Catherine n’était pas en mesure d’apprécier l’importance de ce discours. La conversation, grâce à Henry, dévia. On apporta des boissons. Le général ne tarda pas à se rasséréner. Catherine s’acclimatait.

De cette pièce, qui était une somptueuse salle à manger, on sortit pour visiter l’appartement.
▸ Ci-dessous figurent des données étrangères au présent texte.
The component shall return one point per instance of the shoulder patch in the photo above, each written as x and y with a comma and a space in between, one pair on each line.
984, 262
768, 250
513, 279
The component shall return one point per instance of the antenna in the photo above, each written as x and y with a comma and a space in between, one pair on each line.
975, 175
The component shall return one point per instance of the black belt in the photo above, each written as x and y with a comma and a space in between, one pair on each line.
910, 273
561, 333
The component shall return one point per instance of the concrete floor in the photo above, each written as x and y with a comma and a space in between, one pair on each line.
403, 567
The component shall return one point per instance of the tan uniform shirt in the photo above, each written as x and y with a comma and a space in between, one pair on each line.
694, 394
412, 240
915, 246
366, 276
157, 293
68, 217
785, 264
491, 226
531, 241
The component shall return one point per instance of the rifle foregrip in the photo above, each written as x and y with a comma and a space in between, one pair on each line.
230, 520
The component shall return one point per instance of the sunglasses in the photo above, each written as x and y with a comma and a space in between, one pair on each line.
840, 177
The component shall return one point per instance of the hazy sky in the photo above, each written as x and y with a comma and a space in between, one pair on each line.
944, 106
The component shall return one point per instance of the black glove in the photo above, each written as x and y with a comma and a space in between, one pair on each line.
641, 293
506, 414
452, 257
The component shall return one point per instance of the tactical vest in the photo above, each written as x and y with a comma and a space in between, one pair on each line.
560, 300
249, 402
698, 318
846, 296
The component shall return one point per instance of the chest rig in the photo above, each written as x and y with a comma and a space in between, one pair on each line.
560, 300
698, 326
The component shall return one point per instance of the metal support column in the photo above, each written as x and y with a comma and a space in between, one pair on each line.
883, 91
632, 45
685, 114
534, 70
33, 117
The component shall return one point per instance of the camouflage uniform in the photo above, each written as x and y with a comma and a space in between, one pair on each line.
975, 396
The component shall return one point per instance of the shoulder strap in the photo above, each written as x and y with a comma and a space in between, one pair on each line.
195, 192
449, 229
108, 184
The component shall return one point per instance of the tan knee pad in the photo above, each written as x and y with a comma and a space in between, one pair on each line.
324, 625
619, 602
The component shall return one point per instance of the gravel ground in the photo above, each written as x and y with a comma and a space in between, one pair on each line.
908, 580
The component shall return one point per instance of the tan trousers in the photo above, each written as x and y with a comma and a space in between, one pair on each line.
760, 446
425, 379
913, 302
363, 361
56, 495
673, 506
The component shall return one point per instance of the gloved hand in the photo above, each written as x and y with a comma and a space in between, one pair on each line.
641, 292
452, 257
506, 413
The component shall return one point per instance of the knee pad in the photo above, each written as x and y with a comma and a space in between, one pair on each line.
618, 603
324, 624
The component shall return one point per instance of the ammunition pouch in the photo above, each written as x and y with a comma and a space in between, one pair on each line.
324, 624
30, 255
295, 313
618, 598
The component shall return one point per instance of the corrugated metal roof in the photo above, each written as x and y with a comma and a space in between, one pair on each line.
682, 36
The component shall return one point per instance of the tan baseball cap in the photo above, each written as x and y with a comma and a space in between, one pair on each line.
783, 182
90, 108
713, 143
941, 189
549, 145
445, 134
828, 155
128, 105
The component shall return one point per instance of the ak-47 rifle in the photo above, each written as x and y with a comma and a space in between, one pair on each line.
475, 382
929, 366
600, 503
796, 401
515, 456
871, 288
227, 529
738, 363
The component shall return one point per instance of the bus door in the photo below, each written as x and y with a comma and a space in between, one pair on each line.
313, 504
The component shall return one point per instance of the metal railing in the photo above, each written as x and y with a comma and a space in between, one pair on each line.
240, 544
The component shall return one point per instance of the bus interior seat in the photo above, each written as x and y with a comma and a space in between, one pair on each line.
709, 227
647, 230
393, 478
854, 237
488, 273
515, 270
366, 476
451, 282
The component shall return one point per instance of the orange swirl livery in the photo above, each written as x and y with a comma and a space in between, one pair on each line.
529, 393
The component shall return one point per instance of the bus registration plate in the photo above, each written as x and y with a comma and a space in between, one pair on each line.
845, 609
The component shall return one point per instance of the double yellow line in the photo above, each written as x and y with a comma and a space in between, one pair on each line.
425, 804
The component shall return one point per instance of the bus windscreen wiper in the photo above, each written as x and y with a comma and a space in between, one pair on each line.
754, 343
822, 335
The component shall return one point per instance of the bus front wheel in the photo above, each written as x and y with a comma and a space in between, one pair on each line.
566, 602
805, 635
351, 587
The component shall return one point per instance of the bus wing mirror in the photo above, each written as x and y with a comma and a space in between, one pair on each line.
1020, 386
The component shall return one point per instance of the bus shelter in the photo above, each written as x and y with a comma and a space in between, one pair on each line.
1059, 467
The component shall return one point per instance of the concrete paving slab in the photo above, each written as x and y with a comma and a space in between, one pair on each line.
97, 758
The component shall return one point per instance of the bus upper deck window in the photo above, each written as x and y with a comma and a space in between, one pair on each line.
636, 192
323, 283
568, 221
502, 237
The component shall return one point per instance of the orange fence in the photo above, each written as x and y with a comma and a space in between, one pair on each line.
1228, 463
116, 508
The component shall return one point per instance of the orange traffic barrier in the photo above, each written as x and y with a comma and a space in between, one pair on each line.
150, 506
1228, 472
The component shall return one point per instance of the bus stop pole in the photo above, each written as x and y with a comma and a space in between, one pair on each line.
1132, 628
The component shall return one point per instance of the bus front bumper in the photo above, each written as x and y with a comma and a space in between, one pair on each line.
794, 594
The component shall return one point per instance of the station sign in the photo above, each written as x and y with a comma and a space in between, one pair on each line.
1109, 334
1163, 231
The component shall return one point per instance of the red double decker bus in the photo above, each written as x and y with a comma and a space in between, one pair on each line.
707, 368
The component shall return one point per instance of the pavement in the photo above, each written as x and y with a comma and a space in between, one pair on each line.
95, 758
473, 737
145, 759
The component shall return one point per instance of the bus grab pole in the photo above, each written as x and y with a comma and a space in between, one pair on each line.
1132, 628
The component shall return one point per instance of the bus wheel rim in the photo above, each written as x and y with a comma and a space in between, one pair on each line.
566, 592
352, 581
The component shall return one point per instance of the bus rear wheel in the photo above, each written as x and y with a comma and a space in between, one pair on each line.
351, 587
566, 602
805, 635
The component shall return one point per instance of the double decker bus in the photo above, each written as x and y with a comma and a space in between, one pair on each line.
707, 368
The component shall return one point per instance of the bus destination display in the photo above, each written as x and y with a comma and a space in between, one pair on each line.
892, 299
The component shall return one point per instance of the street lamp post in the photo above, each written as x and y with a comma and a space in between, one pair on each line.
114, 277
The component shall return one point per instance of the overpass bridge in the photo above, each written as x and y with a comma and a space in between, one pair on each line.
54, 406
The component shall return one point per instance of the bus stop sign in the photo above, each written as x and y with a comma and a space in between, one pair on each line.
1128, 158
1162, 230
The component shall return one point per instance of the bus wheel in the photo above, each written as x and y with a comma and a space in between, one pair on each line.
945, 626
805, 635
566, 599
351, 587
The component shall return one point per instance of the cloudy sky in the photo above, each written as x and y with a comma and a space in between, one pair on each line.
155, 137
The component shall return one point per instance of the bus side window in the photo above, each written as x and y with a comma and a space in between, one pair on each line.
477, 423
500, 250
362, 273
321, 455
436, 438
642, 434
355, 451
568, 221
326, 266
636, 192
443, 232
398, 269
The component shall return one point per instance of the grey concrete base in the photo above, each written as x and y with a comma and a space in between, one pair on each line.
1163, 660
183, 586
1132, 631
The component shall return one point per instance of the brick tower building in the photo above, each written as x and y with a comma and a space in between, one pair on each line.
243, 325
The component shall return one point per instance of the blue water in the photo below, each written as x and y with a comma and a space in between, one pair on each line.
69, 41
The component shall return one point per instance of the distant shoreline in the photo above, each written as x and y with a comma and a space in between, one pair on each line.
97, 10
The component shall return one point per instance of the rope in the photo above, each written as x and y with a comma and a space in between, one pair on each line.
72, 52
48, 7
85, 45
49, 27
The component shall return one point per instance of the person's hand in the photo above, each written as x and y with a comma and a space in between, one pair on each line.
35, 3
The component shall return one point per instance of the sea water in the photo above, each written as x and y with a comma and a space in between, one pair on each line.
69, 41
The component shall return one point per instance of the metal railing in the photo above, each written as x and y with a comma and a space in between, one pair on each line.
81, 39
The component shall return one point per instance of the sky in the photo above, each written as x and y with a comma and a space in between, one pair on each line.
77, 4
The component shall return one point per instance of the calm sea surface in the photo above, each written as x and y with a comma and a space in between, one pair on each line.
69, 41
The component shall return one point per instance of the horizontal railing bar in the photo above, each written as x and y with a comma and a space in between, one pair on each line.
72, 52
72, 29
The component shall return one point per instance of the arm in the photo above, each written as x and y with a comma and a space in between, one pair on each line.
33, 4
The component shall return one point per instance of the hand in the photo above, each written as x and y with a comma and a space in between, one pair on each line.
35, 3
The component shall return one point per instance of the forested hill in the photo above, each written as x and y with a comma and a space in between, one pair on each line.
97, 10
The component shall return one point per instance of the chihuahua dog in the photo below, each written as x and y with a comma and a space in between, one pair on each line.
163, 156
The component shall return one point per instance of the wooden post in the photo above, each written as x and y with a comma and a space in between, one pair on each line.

On montra d’abord à Catherine celui du maître de la maison; pour la circonstance, un ordre minutieux y régnait. Puis on la conduisit dans une vaste pièce vacante, qui serait plus tard le salon et dont les baies s’ouvraient sur un gai paysage de prairies. Spontanément la visiteuse exprima son admiration, et en toute honnête simplicité:

– Oh! pourquoi ne pas meubler cette pièce, monsieur Tilney? Quel dommage qu’elle ne soit pas meublée! C’est la plus jolie chambre que j’aie jamais vue! C’est la plus jolie chambre du monde!

– J’espère bien, dit le général, épanoui en un sourire, qu’elle ne restera plus vide longtemps: il appartient au goût d’une femme de l’aménager.

– Eh bien! dit Catherine, si la maison était mienne, je ne me tiendrais pas ailleurs qu’ici… Oh! parmi les arbres, quelle délicieuse chaumière! Mais ce sont des pommiers! Oh! c’est la plus jolie chaumière…

– Vous l’aimez? Vous l’approuvez comme détail dans le paysage? Il suffit… Henry, souvenez-vous. On avait dit à Robinson… Mais maintenant la chaumière reste.

Une amabilité si directe rendit Catherine circonspecte, et, dès lors, silencieuse. Quoique instamment invitée par le général à choisir la couleur dominante du papier et des tentures, rien qui ressemblât à une opinion ne put être tirée d’elle. Son embarras persista jusqu’à ce que l’on fut au grand air et en présence de spectacles nouveaux. Une avenue créée, six mois auparavant, par Henry, et qui longeait deux des côtés d’un pré, l’émerveilla, quoiqu’il n’y eût là nul arbre qui passât un arbuste en grandeur.